Мост через бухту Золотой Рог - [46]

Шрифт
Интервал

1. Неукоснительное применение дисциплинарных мер в отношении зачинщиков и подстрекателей, строжайшее недопущение в стены курятника посторонних кур.

2. Санкционированное применение руководством курятника мер административного характера против политических группировок в курином сообществе.

3. Прямое и неукоснительное подчинение руководства университетского курятника государственным властным органам.

4. Временное приостановление действия статута университетского курятника и введение в его штатную структуру должности государственного комиссара.

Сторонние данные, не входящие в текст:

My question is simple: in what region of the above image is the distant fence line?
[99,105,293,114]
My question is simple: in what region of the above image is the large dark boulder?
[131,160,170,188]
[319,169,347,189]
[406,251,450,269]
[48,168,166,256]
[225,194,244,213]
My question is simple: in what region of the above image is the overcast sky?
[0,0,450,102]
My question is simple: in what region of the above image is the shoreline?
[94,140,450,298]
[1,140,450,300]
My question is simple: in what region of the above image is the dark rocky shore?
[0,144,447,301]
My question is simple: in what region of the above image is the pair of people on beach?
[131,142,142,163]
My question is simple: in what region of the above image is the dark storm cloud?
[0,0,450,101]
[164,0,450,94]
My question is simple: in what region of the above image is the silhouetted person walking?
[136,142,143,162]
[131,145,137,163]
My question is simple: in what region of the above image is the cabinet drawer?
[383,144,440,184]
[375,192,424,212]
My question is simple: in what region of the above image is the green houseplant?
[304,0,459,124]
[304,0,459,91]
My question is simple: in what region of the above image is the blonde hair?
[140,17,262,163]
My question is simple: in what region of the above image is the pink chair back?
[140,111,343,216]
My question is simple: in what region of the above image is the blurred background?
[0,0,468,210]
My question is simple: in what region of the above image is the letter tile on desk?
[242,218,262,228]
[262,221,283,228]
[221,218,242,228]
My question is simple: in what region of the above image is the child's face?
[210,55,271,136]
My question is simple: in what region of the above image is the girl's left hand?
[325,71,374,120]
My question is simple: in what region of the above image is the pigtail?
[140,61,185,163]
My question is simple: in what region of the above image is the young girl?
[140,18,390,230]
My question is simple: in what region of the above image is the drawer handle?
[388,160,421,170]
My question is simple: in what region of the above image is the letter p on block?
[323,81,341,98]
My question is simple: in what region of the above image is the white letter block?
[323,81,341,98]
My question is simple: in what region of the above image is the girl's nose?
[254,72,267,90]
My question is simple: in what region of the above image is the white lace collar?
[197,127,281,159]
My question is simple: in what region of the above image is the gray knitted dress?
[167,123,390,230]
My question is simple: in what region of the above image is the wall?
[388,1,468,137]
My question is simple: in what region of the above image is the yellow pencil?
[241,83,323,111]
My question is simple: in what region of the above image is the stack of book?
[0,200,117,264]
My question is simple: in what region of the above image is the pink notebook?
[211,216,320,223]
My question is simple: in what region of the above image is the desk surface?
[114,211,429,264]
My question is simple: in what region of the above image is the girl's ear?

Главный куриный ректор распорядился наказать пятерых молодых куриных главарей, в том числе Хойсермана, тогда двадцатитрехлетнюю куру, Руди Дучке и еще троих их куриных сотоварищей посредством сокращения их курино — университетского содержания на триста пять марок в месяц. Нередко в курино-студенческих аудиториях из уст куриных противников приходилось слышать такие слова: «Здесь черт знает что творится». По предположениям этих противников, все взбунтовавшиеся куры были не иначе как тайными куриными наймитами восточноберлинского президента Ульбрихта. Дескать, поскольку там он себе никаких бесхозно разгуливающих кур позволить не мог, он развел их у себя под боком, в Западном Берлине. Но куры, как ни в чем не бывало, продолжали вести себя кое-как, устроили в Свободном университете выборы, и на этих выборах левые куры одержали победу. Ректор получил от куриной коммуны листовку: «Никто не покушается на твой пост ректора университета им. Уолта Диснея». В это время на берлинских улицах можно было видеть множество кур, все сплошь молодых, едва оперившихся, а вот старых кур почти не было.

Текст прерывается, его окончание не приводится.